Axe 1. L’intelligence (ou les intelligences) mobilisée(s) par les chercheurs et les professionnels en IA

Les pionniers de l’intelligence artificielle ont passé beaucoup de temps à étudier la littérature académique en sciences humaines et sociales, parfois à réaliser des études empiriques plus ou moins expérimentales (e.g., Bateson, 1979) afin de concevoir leurs modèles d’intelligence artificielle (Crevier, 1997 ; Rose, 1986). Ils mettent ainsi en œuvre, de manière collective, une intelligence que l’on peut qualifier de réflexive et de compréhensive dans le sens où ils cherchent à développer des modèles d’intelligence dont le fonctionnement est compréhensible et est évalué à partir de sa capacité à exprimer correctement de petites fonctions cognitives dans des environnements contrôlés (cf. le cas du jeu d’échec de Arthur Samuel, 1959 ; ou encore, le cas de la formalisation syntaxique chez Terry Winograd, 1972).

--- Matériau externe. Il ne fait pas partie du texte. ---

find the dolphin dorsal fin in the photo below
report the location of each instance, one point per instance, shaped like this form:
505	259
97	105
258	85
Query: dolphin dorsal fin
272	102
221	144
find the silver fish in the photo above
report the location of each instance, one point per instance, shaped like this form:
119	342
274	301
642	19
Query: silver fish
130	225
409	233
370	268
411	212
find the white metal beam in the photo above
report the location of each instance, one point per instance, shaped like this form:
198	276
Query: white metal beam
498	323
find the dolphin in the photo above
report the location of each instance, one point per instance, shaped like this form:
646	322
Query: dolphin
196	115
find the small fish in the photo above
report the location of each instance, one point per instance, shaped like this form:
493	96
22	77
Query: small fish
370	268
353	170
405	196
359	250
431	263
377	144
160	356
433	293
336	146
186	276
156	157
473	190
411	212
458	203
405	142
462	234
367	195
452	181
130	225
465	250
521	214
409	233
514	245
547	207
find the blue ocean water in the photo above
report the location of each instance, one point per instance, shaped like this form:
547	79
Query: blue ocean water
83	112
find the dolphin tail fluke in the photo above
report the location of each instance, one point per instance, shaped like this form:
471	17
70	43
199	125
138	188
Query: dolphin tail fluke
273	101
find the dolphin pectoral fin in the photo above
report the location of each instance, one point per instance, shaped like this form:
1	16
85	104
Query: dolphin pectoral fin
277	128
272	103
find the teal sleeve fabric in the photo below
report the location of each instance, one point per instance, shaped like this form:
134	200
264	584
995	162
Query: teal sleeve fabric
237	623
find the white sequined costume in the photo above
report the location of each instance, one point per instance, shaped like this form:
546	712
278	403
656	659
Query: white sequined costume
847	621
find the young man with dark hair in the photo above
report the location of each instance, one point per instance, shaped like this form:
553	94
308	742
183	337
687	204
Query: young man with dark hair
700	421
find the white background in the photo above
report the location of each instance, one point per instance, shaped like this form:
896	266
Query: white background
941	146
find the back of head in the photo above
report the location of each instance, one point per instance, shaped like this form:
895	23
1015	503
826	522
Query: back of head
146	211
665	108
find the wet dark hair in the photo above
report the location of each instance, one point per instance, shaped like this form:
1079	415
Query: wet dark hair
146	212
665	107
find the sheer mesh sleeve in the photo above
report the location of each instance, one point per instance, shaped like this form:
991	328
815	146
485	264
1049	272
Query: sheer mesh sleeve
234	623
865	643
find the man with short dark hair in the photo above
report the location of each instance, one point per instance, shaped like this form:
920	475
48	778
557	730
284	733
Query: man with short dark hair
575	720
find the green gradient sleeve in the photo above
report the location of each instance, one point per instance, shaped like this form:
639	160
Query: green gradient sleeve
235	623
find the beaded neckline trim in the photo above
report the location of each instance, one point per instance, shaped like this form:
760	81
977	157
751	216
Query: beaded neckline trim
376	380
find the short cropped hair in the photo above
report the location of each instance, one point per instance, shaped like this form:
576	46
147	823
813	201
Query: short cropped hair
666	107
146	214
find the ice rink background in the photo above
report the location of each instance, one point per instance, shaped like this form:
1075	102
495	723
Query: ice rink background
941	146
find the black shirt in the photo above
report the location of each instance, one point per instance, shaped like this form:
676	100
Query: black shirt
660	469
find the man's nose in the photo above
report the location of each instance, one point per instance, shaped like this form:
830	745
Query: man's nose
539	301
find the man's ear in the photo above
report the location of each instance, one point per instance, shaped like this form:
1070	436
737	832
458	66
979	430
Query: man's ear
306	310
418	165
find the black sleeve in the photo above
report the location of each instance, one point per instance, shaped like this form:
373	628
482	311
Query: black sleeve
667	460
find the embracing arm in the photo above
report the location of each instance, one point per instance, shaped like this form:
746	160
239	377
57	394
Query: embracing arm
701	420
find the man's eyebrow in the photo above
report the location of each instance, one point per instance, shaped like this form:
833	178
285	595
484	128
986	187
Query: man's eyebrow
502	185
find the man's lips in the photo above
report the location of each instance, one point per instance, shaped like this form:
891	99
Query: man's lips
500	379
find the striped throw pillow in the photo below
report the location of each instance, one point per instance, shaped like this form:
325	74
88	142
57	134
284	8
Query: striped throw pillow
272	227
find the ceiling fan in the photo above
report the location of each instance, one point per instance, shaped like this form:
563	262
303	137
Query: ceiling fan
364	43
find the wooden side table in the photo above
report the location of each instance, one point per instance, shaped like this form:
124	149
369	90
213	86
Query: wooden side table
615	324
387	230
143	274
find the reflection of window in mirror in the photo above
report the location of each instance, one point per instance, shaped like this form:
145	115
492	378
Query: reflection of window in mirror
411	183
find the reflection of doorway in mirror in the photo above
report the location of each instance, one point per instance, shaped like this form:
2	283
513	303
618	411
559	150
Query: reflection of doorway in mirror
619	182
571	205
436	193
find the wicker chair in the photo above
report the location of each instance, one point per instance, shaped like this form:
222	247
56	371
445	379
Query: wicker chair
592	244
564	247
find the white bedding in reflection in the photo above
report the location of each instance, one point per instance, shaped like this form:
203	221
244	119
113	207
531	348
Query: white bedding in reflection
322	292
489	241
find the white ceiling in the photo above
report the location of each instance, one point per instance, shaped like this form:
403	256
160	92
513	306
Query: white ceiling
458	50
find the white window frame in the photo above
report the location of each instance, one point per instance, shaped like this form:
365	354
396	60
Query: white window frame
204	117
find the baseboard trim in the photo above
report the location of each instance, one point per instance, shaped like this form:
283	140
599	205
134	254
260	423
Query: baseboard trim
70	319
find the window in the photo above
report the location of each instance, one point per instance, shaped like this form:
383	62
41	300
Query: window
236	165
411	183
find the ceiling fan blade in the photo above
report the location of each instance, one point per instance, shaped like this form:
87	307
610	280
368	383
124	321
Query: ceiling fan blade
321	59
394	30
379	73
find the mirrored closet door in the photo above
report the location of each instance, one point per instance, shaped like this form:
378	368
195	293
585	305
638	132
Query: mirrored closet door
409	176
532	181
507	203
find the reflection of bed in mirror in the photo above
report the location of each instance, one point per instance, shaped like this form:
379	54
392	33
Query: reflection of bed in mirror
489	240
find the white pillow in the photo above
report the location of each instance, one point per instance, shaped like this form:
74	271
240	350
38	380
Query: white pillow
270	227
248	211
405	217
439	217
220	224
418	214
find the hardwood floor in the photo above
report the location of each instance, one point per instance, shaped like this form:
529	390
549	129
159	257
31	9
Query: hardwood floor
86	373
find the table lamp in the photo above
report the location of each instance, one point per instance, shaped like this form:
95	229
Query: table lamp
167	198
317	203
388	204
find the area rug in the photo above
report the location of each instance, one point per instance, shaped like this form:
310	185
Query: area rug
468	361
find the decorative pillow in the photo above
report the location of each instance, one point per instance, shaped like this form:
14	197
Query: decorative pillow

Les nouveaux modèles que conçoivent aujourd’hui les chercheurs et, surtout, les professionnels de l’intelligence artificielle, sont conçus de façon très différente. Ces chercheurs et professionnels passent beaucoup de temps à trouver les bons modèles d’apprentissage et les bonnes façons de structurer les bases de données de manière à pouvoir permettre à la machine d’apprendre à faire des prédictions correctes, sans vraiment pouvoir comprendre exactement comment. Parce qu’elle a une finalité essentiellement prédictive, on peut qualifier de pragmatique cette intelligence mise en œuvre, notamment dans la mesure où elle est évaluée en fonction de sa seule capacité à prédire correctement le réel (Burrell, 2016 ; Cardon, 2015 ; Lipton, 2016). Mais, parfois les préoccupations peuvent être au contraire presque exclusivement théoriques (Lowrie, 2018). Il existe évidemment bien d’autres formes d’intelligence que mettent en œuvre les concepteurs de programme d’intelligence artificielle, et qui varient en fonction des projets de recherche et d’innovation à l’intérieur desquels ces mêmes concepteurs sont engagés (cf. par exemple les travaux de Florian Jaton, 2021). Peut-être que les contributions visant à s’insérer dans cet axe pourront s’inscrire dans la continuité des travaux de Rosental (2003), qui montrent comment se construit la crédibilité d’un théorème en intelligence artificielle, ou encore, de ceux de Borch et Hee Min (2022), qui montrent comment la construction de l’explicabilité des modèles d’intelligence artificielle renvoie à des interactions particulières entre les concepteurs et leurs machines. De façon plus générale, ces contributions pourraient par exemple chercher à mieux comprendre comment la conception des technologies d’intelligence artificielle renvoie à un travail de conception qui engage des formes d’intelligences humaine, sociale et économique qui ont varié au cours de l’histoire de l’intelligence artificielle.

Modalité de soumission

Il est attendu des auteur·rices une proposition argumentée d’environ 5 000 signes (espaces et notes comprises) qui devra être envoyée au plus tard le 01 décembre 2024. Elle précisera l’objet et le questionnement de recherche, les données et la méthodologie mobilisées, comme les enseignements tirés, afin de faciliter le travail d’arbitrage.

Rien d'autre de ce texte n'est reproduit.